Ce à quoi il ne pensait guère, sachant bien que les deux moines réduits à l’impuissance, la porte n’en resterait pas moins solidement fermée, attendu que lorsqu’ils voulaient sortir, ses deux gardiens étaient obligés de se faire ouvrir de l’extérieur par deux autres moines, qui attendaient patiemment dans le couloir. Donc ces deux moines n’étaient que des comparses ignorants du drame qui se déroulait sous leurs yeux, ne soupçonnant rien des projets de leurs supérieurs.
On leur avait confié la garde de Pardaillan, on leur avait ordonné d’accéder à tous ses désirs, et hormis de lui ouvrir la porte et de le laisser aller, d’obéir à ses ordres.
On leur avait surtout recommandé de faire tous leurs efforts pour l’amener à prendre un peu de nourriture. Ils s’acquittaient très consciencieusement de leur tâche et n’en cherchaient pas plus long.
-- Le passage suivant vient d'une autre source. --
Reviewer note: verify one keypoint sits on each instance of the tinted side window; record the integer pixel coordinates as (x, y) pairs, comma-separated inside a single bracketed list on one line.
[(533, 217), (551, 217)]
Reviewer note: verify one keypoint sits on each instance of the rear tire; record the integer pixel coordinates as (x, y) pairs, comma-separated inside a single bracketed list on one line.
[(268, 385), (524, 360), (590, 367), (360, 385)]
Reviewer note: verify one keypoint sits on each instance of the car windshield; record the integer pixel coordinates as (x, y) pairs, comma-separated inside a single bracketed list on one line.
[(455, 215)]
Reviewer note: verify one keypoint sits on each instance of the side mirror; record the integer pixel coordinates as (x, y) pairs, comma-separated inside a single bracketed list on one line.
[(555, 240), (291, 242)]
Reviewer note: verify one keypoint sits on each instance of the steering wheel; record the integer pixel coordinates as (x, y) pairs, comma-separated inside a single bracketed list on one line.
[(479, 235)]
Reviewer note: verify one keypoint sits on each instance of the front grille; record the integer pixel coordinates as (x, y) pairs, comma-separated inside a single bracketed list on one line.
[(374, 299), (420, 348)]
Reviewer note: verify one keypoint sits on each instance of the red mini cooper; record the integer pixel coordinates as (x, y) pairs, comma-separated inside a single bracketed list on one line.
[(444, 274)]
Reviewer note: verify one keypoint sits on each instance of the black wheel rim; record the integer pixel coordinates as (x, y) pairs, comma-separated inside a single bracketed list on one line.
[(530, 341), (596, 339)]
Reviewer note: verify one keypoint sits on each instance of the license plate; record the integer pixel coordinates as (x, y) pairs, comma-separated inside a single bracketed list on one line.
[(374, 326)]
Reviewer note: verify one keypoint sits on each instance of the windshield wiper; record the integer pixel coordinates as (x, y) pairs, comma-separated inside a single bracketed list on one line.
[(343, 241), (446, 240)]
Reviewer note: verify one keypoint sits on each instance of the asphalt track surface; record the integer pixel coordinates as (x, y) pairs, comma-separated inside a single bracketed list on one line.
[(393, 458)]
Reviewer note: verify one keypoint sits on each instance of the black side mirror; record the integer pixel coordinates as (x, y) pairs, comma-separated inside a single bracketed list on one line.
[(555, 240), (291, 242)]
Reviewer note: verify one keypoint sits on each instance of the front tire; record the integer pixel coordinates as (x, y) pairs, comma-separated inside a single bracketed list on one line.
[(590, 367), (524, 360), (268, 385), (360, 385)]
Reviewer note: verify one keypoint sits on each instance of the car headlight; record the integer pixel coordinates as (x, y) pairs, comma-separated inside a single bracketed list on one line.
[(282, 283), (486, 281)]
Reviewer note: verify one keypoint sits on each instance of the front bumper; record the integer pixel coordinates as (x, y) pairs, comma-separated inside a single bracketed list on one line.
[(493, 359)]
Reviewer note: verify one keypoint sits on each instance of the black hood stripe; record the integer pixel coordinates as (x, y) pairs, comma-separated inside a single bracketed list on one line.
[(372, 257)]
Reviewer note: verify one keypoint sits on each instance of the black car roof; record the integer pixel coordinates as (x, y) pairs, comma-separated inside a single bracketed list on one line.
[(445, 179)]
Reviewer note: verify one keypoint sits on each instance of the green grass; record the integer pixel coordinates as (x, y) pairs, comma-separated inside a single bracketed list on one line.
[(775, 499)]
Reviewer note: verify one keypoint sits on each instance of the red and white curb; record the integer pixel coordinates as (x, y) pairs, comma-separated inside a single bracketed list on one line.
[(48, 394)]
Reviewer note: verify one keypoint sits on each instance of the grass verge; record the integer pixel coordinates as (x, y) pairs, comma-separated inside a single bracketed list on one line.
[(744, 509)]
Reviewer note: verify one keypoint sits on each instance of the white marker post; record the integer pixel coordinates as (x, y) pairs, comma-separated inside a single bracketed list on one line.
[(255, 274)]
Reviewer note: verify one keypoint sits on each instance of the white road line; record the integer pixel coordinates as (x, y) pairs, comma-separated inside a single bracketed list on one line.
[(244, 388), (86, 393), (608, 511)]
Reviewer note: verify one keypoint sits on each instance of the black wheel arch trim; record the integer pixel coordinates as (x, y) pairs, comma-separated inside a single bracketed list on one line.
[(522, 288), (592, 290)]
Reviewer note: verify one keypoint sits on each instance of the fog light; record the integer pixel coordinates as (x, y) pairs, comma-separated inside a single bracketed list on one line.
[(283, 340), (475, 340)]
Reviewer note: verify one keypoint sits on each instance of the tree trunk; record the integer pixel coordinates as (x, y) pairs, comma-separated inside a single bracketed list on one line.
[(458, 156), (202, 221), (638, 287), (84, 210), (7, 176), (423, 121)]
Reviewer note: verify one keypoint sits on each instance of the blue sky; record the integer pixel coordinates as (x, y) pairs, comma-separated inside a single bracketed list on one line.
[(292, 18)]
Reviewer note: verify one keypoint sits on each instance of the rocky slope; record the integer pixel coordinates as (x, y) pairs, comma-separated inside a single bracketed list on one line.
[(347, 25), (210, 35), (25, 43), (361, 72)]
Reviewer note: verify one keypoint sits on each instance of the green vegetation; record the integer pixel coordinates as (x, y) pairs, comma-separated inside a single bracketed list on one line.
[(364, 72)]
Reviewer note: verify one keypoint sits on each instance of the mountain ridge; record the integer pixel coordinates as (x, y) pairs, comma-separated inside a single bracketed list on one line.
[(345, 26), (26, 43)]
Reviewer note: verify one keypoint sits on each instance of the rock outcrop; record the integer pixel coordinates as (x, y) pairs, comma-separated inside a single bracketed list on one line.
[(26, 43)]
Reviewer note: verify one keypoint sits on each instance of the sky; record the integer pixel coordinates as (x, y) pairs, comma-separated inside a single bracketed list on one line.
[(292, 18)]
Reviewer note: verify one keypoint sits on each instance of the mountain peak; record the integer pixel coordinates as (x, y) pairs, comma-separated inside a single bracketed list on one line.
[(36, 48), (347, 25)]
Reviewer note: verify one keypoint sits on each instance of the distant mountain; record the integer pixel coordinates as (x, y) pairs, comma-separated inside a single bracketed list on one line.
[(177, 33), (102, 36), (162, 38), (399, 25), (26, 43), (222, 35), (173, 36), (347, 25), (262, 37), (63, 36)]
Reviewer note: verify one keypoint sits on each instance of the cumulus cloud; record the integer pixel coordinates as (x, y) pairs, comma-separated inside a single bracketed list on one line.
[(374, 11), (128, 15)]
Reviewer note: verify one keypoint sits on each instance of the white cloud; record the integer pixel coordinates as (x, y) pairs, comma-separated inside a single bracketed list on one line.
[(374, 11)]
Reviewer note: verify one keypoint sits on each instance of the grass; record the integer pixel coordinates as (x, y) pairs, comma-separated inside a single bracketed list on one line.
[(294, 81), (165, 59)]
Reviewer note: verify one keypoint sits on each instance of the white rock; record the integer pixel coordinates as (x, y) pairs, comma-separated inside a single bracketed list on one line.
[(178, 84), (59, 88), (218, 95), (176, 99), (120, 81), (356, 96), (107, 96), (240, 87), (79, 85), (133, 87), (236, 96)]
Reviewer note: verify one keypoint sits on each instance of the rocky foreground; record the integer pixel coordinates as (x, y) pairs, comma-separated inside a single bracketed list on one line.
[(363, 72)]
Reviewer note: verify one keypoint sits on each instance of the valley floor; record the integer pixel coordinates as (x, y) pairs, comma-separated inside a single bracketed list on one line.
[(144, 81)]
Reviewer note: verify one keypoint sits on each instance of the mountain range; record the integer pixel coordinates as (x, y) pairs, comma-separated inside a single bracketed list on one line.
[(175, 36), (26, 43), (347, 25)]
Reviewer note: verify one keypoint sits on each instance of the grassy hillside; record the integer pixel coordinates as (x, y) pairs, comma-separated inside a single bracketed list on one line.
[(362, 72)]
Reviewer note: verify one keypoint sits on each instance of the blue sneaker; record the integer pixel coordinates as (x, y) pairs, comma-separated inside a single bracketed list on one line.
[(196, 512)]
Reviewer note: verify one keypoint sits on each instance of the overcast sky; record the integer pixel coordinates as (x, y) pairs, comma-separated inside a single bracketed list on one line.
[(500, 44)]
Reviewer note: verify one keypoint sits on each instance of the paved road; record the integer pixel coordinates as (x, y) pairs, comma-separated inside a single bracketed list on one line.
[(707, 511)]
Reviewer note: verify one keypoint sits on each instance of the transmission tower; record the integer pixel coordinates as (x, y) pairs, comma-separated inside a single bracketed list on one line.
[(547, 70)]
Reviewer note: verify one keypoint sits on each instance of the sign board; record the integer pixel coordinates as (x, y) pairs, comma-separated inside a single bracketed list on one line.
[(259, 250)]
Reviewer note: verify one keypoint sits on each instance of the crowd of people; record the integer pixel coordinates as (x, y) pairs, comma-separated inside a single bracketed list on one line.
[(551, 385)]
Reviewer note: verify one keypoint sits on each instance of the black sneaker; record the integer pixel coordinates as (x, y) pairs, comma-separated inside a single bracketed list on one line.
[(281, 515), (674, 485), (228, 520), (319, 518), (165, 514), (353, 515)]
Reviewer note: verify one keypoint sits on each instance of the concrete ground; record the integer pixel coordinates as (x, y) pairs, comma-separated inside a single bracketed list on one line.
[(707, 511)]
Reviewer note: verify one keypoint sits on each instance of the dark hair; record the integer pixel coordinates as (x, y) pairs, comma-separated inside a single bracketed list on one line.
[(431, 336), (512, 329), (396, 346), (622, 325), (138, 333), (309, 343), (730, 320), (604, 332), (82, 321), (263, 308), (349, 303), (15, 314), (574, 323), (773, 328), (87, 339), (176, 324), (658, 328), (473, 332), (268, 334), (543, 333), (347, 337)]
Comme on les savait quelque peu gourmands et ne détestant nullement de vider une bonne bouteille, on leur avait défendu, sous menace des châtiments les plus exemplaires, d’accepter quoi que ce fût de leur prisonnier, fût-ce une simple goutte d’eau. Et comme ils n’ignoraient pas que dans leur couvent, plus que partout ailleurs, les murs avaient des yeux et des oreilles, ils se seraient bien gardés de ne pas obéir, connaissant, pour en avoir fait la douloureuse expérience, les peines cruelles qui les attendaient en cas de désobéissance.
Enfin – et ceci montre que d’Espinosa ne laissait rien au hasard et savait habilement utiliser les passions de ceux qu’il employait – on leur avait dit que s’ils amenaient leur prisonnier à goûter à un seul des innombrables plats dont la table était garnie, à avaler, ne fût-ce qu’une gorgée de vin ou d’eau, les restes de la magnifique table leur reviendraient intégralement et qu’ils pourraient boire et manger tout leur soûl et se griser à en rouler par terre, ayant d’avance absolution pleine et entière. Si, au contraire, le prisonnier s’obstinait à ne rien prendre, c’est qu’ils n’auraient pas su le persuader, et alors, en punition de leur maladresse, le succulent dîner leur passerait sous le nez, et ils devraient se contenter de leur maigre ordinaire.
Cela seul suffit à expliquer l’acharnement qu’ils mettaient à amener leur prisonnier à goûter à un seul de ces mets qui les faisaient ouvrir les narines toutes grandes. Cela explique aussi leur air piteusement désespéré lorsqu’ils voyaient qu’ils avaient échoué encore une fois. Simplement, les deux gourmands se disaient, navrés, qu’il leur fallait faire leur deuil des choses succulentes qui fleuraient si délicieusement, dont ils avaient espéré pouvoir se régaler.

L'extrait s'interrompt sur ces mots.